After her husband’s death, which occurred in the eighth year after coming here, Alice McVay could have married, in later years, Henry DeForest, the town’s top eligible bachelor, and while she greatly admired him, as did everyone else, she simply would not “desert” her three children — Harvey, Myrtle, and Louis. I was favored with this bit of information for having “tended” store for Mr. Henry while he accompanied the lady with her purchases to her home. Besides teaching me double-entry book-keeping of evenings, Mr. Henry would sometimes get confidential on other matters. He told me himself that Alice McVay’s love for her children was the one thing which caused her to forego a marriage with him. And then too, Mr. Henry was markedly devoted to his aristocratic mother, which fact might have had some bearing on what to my mind should have developed into a most charming romance. His mother spoke of him always as Mr. Henry.
Alice McVay had ample means to rear her children — and rear them she did right here in Wetmore. Then the family moved to Whittier, California. Besides his savings, Cass McVay and his brother Bill, had each inherited $7,000 from the family estate shortly before Cass died. Alice was a step-sister, and also shared in the cut.
Cass McVay was a thrifty man, a real gentleman. Aside from his position as station agent at the C. B. U. P. depot—it was a Union Pacific line then, and before that organized as the Atchison and Pike’s Peak railroad—Cass owned a lumber yard, and operated a small grain elevator, powered by a donkey. I know it was a donkey for when I would sometimes whip him up in order to lift the grain faster so that I might get off early to play, “one old cat” with the town boys, he would bray just like a donkey. Cass McVay built the dwelling later owned by Dr. Guy S. Graham. Close in now, it was considered “away out in the cow country” then. In marked contrast, Bill McVay squandered his inheritance, in drink. He had Spanish blood in his veins, along with his other short comings. Bill McVay married Johnny Thomas’ oldest sister, Jemima.

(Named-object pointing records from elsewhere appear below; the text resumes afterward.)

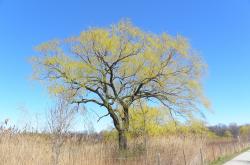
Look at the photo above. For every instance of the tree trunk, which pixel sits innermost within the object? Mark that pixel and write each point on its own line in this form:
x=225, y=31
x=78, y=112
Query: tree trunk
x=122, y=140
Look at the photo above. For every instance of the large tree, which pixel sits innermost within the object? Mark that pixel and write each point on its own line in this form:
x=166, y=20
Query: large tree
x=118, y=66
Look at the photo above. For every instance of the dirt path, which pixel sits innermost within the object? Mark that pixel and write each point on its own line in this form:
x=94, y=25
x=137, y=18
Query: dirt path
x=242, y=159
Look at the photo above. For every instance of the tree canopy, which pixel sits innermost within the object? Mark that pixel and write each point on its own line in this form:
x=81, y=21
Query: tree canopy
x=118, y=66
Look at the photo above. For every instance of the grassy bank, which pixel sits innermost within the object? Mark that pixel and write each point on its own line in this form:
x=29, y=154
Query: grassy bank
x=224, y=159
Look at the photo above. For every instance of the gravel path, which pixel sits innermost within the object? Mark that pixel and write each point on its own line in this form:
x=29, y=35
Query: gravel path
x=242, y=159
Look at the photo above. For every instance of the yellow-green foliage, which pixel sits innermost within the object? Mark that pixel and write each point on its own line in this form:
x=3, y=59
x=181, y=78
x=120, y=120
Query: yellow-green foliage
x=145, y=120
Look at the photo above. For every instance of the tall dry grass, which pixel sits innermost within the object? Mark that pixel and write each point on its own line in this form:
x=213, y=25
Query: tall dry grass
x=36, y=149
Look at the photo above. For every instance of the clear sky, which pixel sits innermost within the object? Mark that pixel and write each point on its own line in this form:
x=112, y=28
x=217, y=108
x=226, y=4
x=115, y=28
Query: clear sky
x=218, y=29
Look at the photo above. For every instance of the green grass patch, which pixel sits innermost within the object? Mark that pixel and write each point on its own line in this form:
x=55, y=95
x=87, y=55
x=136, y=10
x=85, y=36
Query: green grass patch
x=226, y=158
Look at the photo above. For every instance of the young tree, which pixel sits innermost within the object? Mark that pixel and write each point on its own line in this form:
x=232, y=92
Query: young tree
x=60, y=120
x=116, y=67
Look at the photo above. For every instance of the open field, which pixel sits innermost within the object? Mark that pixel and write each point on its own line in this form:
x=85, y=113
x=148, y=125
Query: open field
x=37, y=149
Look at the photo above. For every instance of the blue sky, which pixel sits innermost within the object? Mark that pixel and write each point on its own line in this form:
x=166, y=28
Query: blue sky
x=218, y=29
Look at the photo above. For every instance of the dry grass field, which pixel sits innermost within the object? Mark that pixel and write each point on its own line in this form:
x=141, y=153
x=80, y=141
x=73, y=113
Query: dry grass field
x=37, y=149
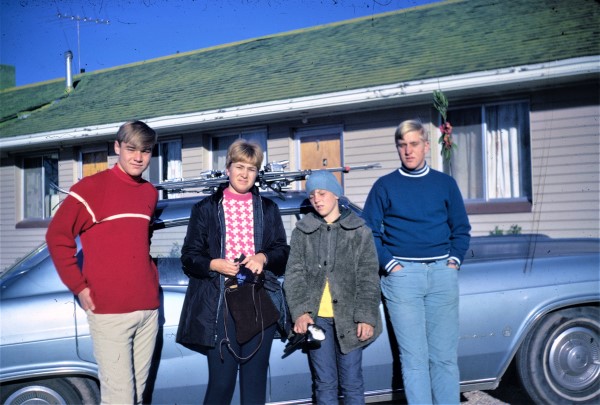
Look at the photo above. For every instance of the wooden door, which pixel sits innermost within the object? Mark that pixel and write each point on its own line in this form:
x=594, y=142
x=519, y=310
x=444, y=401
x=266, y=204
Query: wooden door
x=321, y=152
x=93, y=162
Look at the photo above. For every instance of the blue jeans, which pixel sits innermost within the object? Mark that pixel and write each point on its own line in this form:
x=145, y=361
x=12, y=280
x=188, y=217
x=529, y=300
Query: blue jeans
x=332, y=368
x=422, y=301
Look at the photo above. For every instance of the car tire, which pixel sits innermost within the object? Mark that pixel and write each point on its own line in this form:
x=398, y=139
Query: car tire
x=559, y=360
x=70, y=390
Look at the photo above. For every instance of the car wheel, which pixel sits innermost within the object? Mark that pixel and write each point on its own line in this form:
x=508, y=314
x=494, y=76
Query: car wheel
x=52, y=391
x=559, y=360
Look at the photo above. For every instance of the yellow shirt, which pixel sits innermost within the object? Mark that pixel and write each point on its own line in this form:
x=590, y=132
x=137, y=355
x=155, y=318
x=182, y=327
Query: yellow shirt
x=326, y=307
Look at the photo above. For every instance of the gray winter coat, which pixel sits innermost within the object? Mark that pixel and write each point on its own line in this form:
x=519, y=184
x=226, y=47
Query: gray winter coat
x=344, y=252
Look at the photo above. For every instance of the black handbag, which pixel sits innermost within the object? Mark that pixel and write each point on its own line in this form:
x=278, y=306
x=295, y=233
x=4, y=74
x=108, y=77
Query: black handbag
x=251, y=308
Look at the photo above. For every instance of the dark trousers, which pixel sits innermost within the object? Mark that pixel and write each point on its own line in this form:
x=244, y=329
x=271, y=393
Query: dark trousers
x=222, y=372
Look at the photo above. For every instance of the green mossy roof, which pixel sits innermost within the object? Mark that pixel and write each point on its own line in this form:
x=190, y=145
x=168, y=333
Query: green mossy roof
x=441, y=39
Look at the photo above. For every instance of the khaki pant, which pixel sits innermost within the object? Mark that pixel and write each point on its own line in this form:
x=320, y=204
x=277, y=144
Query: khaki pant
x=123, y=347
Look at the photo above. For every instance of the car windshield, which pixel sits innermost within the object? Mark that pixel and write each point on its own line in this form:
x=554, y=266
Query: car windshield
x=29, y=261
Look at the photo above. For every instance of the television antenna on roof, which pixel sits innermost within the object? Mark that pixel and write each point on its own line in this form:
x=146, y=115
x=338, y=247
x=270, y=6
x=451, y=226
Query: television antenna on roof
x=80, y=19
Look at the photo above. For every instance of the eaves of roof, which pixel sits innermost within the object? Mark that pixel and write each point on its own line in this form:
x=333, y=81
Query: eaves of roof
x=422, y=43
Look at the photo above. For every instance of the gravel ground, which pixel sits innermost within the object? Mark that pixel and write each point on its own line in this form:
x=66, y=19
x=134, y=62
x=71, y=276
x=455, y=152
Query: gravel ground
x=509, y=392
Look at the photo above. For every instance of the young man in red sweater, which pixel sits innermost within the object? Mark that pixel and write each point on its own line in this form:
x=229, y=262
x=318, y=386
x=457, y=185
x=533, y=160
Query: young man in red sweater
x=117, y=285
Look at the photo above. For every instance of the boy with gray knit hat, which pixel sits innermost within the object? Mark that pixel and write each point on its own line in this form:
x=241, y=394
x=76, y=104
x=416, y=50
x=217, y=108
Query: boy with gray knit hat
x=332, y=252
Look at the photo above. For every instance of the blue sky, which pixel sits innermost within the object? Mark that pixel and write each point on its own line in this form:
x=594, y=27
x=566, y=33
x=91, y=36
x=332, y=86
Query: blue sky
x=35, y=34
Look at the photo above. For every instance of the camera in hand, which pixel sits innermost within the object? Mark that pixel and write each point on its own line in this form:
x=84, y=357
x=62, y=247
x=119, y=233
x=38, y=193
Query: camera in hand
x=246, y=275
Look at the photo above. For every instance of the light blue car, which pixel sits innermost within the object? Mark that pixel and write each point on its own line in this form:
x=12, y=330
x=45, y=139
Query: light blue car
x=526, y=299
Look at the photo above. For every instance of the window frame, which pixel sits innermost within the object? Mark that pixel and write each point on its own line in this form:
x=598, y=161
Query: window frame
x=487, y=205
x=262, y=131
x=154, y=173
x=46, y=216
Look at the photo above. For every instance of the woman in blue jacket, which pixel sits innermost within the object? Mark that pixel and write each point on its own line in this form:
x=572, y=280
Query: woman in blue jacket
x=232, y=222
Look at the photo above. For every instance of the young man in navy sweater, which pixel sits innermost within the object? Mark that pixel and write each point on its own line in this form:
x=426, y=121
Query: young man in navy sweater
x=421, y=232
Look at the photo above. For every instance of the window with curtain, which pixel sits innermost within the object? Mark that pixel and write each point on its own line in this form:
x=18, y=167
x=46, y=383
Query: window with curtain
x=221, y=142
x=40, y=182
x=165, y=164
x=492, y=162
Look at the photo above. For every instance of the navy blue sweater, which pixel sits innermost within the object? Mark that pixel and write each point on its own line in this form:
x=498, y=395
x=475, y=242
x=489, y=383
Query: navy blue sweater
x=417, y=216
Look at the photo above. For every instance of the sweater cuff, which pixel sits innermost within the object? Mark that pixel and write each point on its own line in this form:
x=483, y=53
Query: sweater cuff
x=391, y=264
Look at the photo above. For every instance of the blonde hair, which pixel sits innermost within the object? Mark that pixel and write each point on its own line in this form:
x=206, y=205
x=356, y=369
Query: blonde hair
x=409, y=126
x=137, y=133
x=244, y=151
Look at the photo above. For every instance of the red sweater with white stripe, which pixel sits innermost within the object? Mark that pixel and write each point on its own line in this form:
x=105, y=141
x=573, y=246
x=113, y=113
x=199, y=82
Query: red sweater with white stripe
x=111, y=212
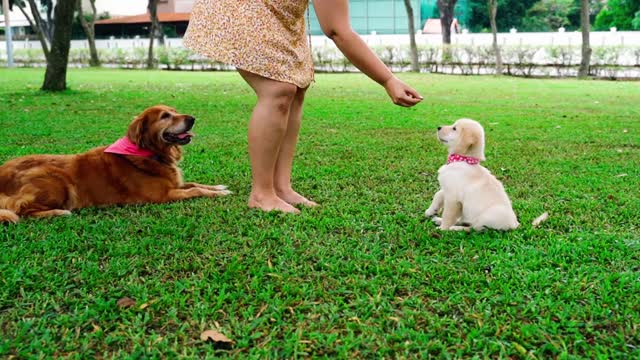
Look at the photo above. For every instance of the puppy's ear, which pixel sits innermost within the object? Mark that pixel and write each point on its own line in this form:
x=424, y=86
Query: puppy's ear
x=137, y=129
x=466, y=141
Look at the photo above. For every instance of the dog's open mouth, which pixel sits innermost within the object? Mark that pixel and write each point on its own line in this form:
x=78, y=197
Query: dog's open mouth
x=180, y=138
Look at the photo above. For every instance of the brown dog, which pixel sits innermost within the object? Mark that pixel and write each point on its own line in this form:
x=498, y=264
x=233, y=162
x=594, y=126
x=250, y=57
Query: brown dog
x=139, y=168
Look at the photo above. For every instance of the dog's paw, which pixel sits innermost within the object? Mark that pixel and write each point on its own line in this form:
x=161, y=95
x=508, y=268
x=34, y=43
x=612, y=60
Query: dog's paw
x=223, y=192
x=460, y=228
x=430, y=212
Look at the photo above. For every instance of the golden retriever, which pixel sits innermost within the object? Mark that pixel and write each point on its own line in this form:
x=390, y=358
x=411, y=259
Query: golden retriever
x=51, y=185
x=472, y=197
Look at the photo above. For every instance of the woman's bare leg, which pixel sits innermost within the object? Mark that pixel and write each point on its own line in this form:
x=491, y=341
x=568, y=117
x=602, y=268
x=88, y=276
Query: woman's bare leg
x=266, y=132
x=284, y=164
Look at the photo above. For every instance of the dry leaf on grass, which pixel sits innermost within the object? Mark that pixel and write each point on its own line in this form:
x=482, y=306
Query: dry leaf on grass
x=540, y=219
x=218, y=339
x=126, y=302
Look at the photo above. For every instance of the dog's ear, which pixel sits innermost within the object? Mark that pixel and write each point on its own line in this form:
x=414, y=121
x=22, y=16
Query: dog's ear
x=467, y=139
x=137, y=129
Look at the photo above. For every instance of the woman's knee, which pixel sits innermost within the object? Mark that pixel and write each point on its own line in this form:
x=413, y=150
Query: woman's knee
x=280, y=95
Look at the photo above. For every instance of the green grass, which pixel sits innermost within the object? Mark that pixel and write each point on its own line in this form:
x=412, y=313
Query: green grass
x=364, y=276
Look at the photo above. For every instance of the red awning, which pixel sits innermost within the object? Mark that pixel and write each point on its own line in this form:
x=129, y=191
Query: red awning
x=146, y=18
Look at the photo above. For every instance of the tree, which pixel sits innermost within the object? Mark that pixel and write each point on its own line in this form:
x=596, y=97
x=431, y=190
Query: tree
x=548, y=15
x=446, y=8
x=586, y=47
x=55, y=78
x=493, y=10
x=89, y=30
x=415, y=66
x=154, y=32
x=41, y=27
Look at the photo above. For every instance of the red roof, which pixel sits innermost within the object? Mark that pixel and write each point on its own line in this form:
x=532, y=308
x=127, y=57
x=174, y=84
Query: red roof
x=145, y=18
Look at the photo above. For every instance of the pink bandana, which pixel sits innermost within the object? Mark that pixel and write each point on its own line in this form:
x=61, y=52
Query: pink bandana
x=460, y=158
x=124, y=146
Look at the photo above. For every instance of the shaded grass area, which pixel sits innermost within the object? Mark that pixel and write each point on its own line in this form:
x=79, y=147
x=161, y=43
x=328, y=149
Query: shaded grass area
x=364, y=276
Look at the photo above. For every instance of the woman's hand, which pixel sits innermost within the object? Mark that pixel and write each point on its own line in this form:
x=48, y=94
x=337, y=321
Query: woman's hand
x=400, y=93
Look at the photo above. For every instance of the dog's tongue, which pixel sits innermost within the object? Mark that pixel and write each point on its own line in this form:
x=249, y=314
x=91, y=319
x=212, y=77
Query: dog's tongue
x=185, y=135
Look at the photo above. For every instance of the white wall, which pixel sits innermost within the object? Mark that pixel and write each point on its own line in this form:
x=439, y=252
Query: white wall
x=626, y=38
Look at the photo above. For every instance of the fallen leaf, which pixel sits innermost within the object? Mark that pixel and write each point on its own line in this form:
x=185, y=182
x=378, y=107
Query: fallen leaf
x=217, y=338
x=540, y=219
x=126, y=302
x=520, y=348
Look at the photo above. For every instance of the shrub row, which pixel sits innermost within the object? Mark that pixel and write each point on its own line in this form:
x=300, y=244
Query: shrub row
x=607, y=61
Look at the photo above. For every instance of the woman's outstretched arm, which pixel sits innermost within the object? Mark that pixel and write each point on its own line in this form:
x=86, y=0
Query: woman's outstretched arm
x=334, y=21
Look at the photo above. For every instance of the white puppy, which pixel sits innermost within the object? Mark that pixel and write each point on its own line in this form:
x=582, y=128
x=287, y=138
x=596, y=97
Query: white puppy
x=471, y=195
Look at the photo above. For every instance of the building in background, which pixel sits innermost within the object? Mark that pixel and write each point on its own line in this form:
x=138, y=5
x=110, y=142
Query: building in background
x=172, y=14
x=367, y=17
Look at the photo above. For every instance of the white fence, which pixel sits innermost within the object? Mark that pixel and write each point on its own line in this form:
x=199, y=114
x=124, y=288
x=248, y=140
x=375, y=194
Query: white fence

The DeForest-McVay romance was not Mr. Henry’s first. That came earlier in life. The girl was the sister of Seth Handley, who was Mr. Henry’s partner in the implement business on first coming to Wetmore. Adherence to a family brand of religion — something like that which threatened the love of the King of England and Wally — was said to have prevented marriage. She was reputedly a divorcee.
In reviewing this romance, I am uncovering no skeletons, giving away no secrets. The story has been told and retold, in whispers and snatches, with varying degrees of accuracy. Clean and beautiful beyond compare, it was not a thing to be hidden under a bushel.